Todos temos medo de muitas coisas. Experimentamos, porém, um medo mais radical e profundo que é o medo da solidão. Que medo é esse?
Para tentar entender, procure imaginar o medo que experimenta uma criança que é obrigada a atravessar sozinha uma floresta em noite escura. Ela tem medo, mesmo que consigamos explicar a ela, com argumentos racionais, que não há perigo algum na floresta. No mesmo instante em que ela é deixada sozinha no meio da escuridão, o medo toma conta: é um medo essencialmente humano, que não é temor de alguma coisa, mas o medo em si.
Vejamos outro exemplo: se alguém tiver que ficar sozinho com um morto durante a noite, sentirá certamente algum tipo de receio, mesmo que se esforce em se convencer racionalmente de que seus sentimentos carecem de base. Sabe perfeitamente que o morto nada lhe poderá fazer e que sua situação talvez fosse muito mais perigosa, se ele ainda estivesse vivo. O medo que ele sente não é medo de alguma coisa, mas da lúgubre solidão em si, da fragilidade da existência, frente a frente com a solidão da morte.
Quando o nosso medo tem objeto, pode ser facilmente superado pelo afastamento de sua causa. Por exemplo: o medo de um cachorro feroz, é eliminado prendendo-o. No caso do medo da solidão, porém, deparamo-nos com algo muito mais profundo. Quando somos envolvidos pela solidão última, não tememos uma coisa determinada; tememos a própria solidão e experimentamos o horror e a fragilidade do próprio ser, impossíveis de serem vencidos racionalmente.

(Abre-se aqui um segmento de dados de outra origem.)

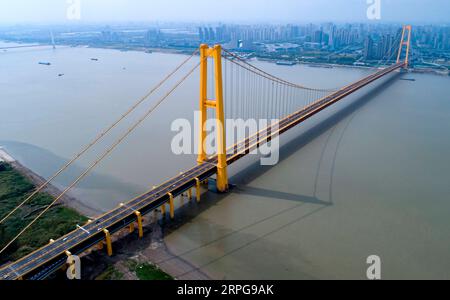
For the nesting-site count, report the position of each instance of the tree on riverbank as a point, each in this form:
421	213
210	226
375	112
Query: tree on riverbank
58	221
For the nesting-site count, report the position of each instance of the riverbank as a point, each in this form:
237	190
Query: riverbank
14	189
145	259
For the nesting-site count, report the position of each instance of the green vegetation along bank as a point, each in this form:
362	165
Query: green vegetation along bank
58	221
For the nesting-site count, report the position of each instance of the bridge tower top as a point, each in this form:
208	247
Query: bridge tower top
406	34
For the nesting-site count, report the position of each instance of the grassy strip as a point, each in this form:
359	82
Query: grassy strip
58	221
111	273
146	271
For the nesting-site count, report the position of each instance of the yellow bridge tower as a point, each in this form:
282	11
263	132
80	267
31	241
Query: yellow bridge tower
217	104
407	43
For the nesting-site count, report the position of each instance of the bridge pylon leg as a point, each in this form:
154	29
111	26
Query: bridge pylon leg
218	105
198	189
108	242
407	43
172	206
140	228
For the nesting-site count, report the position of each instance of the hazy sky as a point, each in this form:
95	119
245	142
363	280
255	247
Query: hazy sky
55	11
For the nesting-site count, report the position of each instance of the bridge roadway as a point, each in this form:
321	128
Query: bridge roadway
43	262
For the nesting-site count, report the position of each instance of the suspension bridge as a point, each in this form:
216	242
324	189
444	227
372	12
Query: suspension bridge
230	87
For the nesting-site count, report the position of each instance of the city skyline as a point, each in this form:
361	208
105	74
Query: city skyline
251	11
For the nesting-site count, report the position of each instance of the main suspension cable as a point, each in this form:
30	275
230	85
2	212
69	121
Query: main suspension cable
99	137
103	156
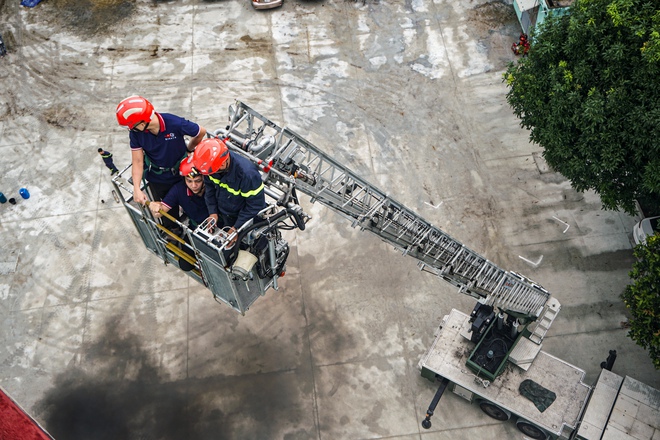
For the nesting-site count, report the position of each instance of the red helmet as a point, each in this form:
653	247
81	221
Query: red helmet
187	168
209	155
133	110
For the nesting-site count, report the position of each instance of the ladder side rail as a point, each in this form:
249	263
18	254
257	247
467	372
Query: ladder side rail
340	189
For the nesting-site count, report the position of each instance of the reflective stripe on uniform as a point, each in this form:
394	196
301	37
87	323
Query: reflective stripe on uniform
235	191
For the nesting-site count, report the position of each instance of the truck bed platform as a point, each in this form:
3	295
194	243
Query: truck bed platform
447	358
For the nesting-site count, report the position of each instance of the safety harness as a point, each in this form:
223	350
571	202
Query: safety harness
153	168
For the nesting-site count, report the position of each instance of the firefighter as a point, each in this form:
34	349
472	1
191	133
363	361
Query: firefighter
157	145
188	195
234	190
107	159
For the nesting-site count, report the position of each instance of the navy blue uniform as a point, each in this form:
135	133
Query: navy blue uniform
237	194
164	152
193	205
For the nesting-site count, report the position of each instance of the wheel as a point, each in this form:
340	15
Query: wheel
494	411
530	430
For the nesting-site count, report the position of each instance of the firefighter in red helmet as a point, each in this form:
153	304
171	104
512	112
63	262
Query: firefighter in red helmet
157	143
234	190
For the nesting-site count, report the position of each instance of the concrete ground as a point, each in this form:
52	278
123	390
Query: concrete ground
100	340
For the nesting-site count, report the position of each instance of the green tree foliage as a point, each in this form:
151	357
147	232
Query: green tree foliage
589	91
642	298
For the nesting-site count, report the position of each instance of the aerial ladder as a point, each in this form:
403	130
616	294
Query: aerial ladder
502	336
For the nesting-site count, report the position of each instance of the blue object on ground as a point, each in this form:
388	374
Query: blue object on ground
30	3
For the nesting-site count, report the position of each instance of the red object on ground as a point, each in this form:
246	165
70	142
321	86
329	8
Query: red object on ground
16	424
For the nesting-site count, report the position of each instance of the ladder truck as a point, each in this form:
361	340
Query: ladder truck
492	356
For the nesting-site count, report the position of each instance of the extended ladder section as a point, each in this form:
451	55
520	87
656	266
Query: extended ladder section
291	163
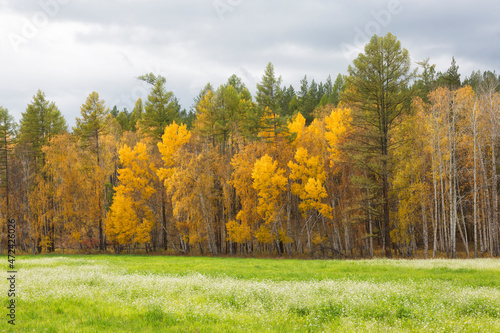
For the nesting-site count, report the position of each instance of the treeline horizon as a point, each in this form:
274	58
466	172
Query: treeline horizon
387	160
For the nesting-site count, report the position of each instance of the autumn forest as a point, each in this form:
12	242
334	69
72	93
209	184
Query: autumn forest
393	159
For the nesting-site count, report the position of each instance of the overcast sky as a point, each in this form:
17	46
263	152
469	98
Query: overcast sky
69	48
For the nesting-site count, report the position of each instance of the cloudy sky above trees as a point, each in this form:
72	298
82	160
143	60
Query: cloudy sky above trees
69	48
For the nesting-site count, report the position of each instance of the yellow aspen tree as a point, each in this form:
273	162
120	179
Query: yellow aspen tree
131	219
269	181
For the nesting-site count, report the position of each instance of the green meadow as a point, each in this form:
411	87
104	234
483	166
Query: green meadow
120	293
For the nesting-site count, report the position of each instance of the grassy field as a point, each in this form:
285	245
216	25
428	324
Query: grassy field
106	293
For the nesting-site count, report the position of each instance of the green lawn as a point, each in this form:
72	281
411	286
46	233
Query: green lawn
106	293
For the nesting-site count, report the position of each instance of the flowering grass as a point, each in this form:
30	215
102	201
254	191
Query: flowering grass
190	294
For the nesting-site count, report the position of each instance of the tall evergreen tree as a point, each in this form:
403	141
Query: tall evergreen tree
136	114
6	137
161	108
41	121
89	129
268	101
378	90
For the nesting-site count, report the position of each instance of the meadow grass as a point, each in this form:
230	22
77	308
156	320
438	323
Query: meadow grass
107	293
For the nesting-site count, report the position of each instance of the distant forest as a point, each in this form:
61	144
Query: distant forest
389	160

Nos dois casos descritos, como poderá ser superado o medo? A criança perderá o medo no momento em que sua mão sentir o aconchego de outra mão amiga, em que soar outra voz falando com ela, ou seja, no instante em que experimentar a presença de uma pessoa bondosa. O que se encontra a sós com um defunto, também sentirá desaparecer o receio, se houver alguém em sua companhia, e sentir a proximidade de um “tu”. A superação do medo revela, ao mesmo tempo, qual é a natureza do medo da solidão: é o temor de um ser que somente pode viver com outros. O medo propriamente dito não pode ser vencido pela razão, mas exclusivamente por uma presença amorosa.
Procuremos dar um passo adiante.
Há, porém, uma solidão onde palavra humana alguma consegue penetrar; existe uma solidão que nenhum “tu” consegue alcançar. Estamos aqui diante da experiência da solidão total, daquilo que a fé denomina “inferno”. O inferno é exatamente isso: designa uma solidão em que o amor já não penetra. O inferno é a noite, em cuja solidão voz alguma ecoa. E nessa lúgubre solidão, entramos pela porta da morte, porta essa que só podemos atravessar sozinhos; ninguém, por mais amigo que seja, pode nos acompanhar. Todo o medo do mundo, no fim das contas, nada mais é do que medo diante desta solidão e desta passagem tenebrosa.
A partir disso, compreende-se porque o Antigo Testamento conhece apenas uma palavra para conotar o inferno e a morte: sheol. Com efeito, para o Antigo Testamento, inferno e morte são realidades idênticas. A morte é a solidão pura e simples; e a solidão à qual não pode chegar o amor é o inferno.
Ao tomar consciência do que é a solidão do inferno, ganha uma luz nova o artigo da fé no qual os cristãos confessam que Jesus Cristo “desceu à mansão dos mortos”. Cristo atravessou as portas da nossa solidão derradeira. Em sua paixão, Ele desceu ao abismo do nosso abandono. Onde voz alguma pode chegar, ali Ele se encontra, onde amor algum penetra, lá Deus-Amor está.
Foi assim que o inferno foi vencido ou, mais exatamente, a morte, que antes era o inferno. A morte não é mais o inferno! Ambas as coisas não são mais a mesma coisa, porque em seu centro está a Vida, porque em seu meio habita o Amor.
Depois da páscoa de Cristo, só o fechar-se voluntariamente é inferno, ou, como diz a Bíblia, é a morte segunda (Ap 20,14). A morte, porém, não é mais necessariamente um caminho para a solidão. As portas do sheol foram abertas por Cristo. As portas da morte estão abertas, desde que na morte reside a Vida e o Amor; desde que Cristo “desceu à mansão dos mortos”.